Next generation sequencing technologies bring new opportunities and challenges to eQTL analysis and complex traits. First, whole genome sequencing can provide all rare and common variants of given individuals. Second, the RNA-seq technologies provide more detailed information about gene transcription, including whole gene expression and isoform-specific gene expressions and differential exon usages. One can then study the effects of both rare and common variants on gene regulations and can identify allele-specific gene expressions.16, 17

INCORPORATING EPIGENOME INTO EPIDEMIOLOGICAL STUDIES

The role of epigenomics in gene regulation has been extensively studied in recent years.18, 19 Genes are packaged into chromatin and dynamic chromatin remodeling processes are required for the initial step in the gene transcription process, which is achieved by altering the accessibility of gene promoters and regulatory regions. Epigenetic factors, including DNA methylation, histone modifications, and the action of small non-coding RNAs such as microRNAs are responsible for this regulatory process. Chromatin structures hinder or allow the binding of transcription factors, which in turn determines the resulting gene expression patterns.20 Because of the importance of epigenomics, an integrated epigenetic and genetic approach to common human diseases has also be articulated in recent reviews.1, 21, 18 Several large-scale epigenomic projects are underway and the data sets are expected to be available very soon. Examples include a 5-year ROADMAP Epigenomics Project of the US NIH, which focuses on 261 embryonic stem cell lines, fetal tissue and adult cells and tissues and 39 assays, including ChIP-seq for 30 histone modifications.

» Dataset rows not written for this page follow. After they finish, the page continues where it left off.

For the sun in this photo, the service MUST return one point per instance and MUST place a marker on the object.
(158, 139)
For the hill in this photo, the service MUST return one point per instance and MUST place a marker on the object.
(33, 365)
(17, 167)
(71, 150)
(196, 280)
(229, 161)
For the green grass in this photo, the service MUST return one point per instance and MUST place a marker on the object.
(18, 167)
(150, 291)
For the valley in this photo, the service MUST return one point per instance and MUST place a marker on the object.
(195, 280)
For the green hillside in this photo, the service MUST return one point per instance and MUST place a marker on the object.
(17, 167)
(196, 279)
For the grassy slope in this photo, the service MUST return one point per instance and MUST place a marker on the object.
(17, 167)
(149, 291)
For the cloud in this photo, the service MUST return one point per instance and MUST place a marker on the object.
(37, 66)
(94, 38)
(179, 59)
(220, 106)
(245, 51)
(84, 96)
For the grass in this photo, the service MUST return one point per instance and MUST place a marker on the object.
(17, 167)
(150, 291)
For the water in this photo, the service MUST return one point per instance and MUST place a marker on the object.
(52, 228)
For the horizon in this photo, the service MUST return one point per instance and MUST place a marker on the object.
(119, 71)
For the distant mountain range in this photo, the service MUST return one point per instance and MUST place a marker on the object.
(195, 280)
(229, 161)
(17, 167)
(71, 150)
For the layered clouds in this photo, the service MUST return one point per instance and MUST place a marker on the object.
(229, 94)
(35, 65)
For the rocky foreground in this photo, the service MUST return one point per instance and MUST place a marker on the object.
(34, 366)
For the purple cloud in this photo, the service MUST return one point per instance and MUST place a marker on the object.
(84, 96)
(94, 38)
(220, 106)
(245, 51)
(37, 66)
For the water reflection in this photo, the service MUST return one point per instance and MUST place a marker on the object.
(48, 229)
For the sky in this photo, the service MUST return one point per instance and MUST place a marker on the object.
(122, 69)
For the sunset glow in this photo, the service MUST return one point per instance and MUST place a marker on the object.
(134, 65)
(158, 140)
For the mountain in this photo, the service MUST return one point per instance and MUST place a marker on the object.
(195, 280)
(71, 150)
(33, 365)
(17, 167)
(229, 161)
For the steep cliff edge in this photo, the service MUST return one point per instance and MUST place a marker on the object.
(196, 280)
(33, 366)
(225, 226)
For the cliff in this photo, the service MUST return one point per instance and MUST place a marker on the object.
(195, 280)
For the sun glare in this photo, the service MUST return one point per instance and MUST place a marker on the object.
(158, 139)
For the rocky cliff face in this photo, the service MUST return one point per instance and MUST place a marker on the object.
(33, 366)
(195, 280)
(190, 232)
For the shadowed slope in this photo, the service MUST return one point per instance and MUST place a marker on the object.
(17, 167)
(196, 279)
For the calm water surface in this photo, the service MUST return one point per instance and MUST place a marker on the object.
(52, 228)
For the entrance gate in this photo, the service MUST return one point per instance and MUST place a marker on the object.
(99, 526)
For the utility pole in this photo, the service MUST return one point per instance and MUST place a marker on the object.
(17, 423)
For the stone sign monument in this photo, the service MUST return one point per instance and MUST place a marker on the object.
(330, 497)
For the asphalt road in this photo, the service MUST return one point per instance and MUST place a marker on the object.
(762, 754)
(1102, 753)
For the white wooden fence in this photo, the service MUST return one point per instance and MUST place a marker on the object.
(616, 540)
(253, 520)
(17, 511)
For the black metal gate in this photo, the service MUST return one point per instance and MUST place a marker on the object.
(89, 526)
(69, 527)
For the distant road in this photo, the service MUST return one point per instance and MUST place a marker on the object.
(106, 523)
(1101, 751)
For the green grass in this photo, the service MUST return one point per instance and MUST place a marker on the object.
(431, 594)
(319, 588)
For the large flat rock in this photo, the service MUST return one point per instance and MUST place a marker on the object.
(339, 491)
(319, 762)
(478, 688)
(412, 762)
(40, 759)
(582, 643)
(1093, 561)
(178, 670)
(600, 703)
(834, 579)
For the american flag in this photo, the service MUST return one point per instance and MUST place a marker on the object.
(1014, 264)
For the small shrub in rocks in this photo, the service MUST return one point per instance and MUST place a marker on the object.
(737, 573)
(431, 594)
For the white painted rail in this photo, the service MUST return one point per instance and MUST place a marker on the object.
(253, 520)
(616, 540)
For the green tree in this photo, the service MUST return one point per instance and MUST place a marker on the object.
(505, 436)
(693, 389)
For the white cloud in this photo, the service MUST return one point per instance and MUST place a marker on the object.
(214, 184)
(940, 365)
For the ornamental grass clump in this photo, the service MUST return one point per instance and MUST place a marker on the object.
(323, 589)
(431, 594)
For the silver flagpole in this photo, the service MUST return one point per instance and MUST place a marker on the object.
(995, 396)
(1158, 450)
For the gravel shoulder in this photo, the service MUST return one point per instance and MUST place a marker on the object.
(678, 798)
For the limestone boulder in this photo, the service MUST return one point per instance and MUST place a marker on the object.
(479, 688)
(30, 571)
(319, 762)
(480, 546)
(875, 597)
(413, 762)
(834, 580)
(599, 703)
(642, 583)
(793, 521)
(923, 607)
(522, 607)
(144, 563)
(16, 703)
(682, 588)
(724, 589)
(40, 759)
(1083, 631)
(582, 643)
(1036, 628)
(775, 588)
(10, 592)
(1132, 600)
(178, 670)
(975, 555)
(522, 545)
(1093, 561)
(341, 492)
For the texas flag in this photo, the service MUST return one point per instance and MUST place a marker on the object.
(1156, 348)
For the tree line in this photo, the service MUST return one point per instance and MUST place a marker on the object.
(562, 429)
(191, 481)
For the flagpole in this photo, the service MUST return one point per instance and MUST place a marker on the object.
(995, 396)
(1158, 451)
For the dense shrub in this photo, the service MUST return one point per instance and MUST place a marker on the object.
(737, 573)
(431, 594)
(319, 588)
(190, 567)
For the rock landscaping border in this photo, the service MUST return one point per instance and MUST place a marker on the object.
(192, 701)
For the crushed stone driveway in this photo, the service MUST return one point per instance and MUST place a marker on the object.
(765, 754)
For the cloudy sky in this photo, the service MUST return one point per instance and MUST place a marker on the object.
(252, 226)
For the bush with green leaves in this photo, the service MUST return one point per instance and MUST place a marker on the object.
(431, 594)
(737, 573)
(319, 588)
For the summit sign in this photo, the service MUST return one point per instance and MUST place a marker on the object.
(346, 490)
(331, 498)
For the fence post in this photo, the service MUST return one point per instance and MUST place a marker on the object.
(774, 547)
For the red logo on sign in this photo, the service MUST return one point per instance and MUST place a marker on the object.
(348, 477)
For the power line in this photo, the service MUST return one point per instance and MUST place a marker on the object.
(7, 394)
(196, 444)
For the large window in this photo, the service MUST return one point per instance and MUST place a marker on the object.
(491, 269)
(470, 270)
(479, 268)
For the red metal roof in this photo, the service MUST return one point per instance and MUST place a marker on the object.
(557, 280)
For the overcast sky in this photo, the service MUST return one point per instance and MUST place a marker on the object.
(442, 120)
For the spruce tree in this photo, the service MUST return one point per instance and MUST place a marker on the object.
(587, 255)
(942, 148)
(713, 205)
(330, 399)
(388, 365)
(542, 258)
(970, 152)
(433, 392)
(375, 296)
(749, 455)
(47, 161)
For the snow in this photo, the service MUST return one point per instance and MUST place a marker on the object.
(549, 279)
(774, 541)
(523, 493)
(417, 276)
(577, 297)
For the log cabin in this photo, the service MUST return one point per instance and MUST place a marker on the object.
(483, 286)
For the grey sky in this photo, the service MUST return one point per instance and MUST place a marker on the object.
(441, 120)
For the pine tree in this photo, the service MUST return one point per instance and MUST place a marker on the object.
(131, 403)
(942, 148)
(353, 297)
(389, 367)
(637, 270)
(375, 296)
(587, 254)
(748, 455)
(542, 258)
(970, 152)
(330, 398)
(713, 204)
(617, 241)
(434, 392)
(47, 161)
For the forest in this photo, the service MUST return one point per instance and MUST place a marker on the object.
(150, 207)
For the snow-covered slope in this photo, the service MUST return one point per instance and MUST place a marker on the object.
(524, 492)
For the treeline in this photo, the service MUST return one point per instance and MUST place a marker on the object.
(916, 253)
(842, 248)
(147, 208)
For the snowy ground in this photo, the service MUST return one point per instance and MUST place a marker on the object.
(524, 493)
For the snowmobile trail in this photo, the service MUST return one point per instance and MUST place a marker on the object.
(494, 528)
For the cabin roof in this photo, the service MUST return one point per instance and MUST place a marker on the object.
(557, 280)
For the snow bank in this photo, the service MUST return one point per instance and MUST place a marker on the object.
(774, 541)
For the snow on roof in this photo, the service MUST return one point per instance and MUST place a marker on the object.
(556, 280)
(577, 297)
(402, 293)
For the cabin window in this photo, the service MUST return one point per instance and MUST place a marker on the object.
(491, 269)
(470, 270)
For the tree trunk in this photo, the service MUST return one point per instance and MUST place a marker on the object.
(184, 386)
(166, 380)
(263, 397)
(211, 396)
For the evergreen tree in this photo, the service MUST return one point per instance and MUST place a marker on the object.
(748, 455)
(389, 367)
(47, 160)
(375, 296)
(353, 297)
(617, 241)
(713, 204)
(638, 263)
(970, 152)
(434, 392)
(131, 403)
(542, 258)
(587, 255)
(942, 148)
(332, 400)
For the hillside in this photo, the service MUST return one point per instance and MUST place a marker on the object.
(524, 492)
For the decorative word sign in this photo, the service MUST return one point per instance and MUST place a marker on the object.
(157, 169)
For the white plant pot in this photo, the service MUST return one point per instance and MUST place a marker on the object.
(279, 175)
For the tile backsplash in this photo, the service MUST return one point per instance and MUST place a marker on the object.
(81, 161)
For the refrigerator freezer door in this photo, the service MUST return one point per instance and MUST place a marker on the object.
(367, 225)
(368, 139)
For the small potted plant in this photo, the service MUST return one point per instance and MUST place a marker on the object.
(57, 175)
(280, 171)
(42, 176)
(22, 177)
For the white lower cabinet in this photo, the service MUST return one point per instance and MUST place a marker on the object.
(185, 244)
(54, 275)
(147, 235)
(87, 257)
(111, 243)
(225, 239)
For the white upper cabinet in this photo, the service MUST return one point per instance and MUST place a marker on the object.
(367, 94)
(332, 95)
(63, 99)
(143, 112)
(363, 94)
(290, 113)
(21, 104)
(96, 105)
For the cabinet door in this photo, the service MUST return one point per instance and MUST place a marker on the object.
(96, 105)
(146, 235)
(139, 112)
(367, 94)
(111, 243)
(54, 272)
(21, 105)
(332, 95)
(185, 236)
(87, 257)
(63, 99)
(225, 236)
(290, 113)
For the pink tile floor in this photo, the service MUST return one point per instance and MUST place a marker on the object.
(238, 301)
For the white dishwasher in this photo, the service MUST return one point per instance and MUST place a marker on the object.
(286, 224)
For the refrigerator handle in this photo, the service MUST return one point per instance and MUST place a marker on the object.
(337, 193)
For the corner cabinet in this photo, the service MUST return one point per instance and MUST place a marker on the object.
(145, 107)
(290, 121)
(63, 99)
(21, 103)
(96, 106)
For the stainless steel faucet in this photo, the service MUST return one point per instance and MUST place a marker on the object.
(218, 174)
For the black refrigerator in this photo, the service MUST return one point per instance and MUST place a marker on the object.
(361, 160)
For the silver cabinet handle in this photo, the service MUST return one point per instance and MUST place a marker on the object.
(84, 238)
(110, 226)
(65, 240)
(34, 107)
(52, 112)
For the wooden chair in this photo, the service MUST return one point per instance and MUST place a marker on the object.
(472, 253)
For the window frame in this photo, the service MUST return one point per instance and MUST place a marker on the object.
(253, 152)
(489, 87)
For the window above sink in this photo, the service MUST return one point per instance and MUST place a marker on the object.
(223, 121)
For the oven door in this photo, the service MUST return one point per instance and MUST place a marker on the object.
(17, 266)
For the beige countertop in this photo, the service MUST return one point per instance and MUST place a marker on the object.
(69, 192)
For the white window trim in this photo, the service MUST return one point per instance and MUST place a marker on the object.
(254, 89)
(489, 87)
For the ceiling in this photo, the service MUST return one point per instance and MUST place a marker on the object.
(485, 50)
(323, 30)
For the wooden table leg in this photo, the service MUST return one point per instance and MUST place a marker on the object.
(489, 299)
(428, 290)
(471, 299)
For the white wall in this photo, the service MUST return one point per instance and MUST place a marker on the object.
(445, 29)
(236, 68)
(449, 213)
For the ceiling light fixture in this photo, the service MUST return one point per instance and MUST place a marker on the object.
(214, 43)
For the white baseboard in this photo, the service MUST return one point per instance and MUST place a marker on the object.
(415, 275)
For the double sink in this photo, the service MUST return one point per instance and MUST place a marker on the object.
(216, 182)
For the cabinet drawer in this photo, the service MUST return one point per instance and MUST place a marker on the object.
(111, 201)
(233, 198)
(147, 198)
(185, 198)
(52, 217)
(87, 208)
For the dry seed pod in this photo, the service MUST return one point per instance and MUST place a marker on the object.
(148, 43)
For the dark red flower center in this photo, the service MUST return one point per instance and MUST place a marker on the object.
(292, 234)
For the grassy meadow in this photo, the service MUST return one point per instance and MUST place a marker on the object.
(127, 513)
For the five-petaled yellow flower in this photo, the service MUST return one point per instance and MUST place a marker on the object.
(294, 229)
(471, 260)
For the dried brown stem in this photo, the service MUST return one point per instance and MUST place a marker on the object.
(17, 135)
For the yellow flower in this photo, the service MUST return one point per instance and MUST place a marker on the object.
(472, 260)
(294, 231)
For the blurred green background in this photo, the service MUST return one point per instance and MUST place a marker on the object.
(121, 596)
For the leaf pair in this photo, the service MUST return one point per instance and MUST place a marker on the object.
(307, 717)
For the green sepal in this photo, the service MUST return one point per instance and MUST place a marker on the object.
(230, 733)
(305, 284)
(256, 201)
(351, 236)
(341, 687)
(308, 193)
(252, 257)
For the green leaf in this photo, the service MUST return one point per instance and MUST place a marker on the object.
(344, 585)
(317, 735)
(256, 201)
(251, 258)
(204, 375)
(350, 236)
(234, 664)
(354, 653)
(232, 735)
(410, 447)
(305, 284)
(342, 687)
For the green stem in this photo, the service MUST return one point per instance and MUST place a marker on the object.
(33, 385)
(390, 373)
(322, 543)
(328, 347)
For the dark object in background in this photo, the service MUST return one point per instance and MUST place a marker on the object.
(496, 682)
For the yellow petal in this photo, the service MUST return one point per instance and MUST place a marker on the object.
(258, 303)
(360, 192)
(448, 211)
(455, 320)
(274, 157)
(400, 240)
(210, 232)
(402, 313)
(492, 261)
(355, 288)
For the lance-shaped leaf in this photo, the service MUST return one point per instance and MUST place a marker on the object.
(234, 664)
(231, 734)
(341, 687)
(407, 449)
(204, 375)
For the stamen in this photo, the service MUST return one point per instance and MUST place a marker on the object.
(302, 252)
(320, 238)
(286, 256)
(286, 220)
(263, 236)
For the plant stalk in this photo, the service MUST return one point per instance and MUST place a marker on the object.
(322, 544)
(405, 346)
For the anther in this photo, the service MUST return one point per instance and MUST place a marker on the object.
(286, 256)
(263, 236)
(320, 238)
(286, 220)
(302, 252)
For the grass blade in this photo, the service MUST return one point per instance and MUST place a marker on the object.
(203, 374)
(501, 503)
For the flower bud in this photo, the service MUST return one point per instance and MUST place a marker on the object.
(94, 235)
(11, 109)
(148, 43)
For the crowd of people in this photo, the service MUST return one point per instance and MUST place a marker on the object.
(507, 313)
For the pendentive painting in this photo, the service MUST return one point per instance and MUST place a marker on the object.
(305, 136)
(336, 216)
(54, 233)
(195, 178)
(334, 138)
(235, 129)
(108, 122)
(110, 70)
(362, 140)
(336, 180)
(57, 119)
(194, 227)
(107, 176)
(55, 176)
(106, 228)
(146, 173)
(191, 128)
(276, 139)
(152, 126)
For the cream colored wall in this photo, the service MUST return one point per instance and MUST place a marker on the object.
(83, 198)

Other nations and groups are doing similar things, some via the International Human Epigenome Project (IHEC). A recent large-scale twin study is proposed in the UK (TwinsUK)22 to discover methylated genes responsible for discordance of ten common traits and diseases, where epigenomic differences will be studied in 5000 adult UK twins aged 16–85, discordant and concordant for a wide variety of diseases and environments. Wong et al.23 reported the first large-scale study to examine the role of genome-wide DNA methylation in autism spectrum disorder (ASD) and ASD-related traits. They observed that ASD-associated DNA methylation differences at numerous CpG sites, with some differentially methylated regions (DMRs) consistent across all discordant twin pairs.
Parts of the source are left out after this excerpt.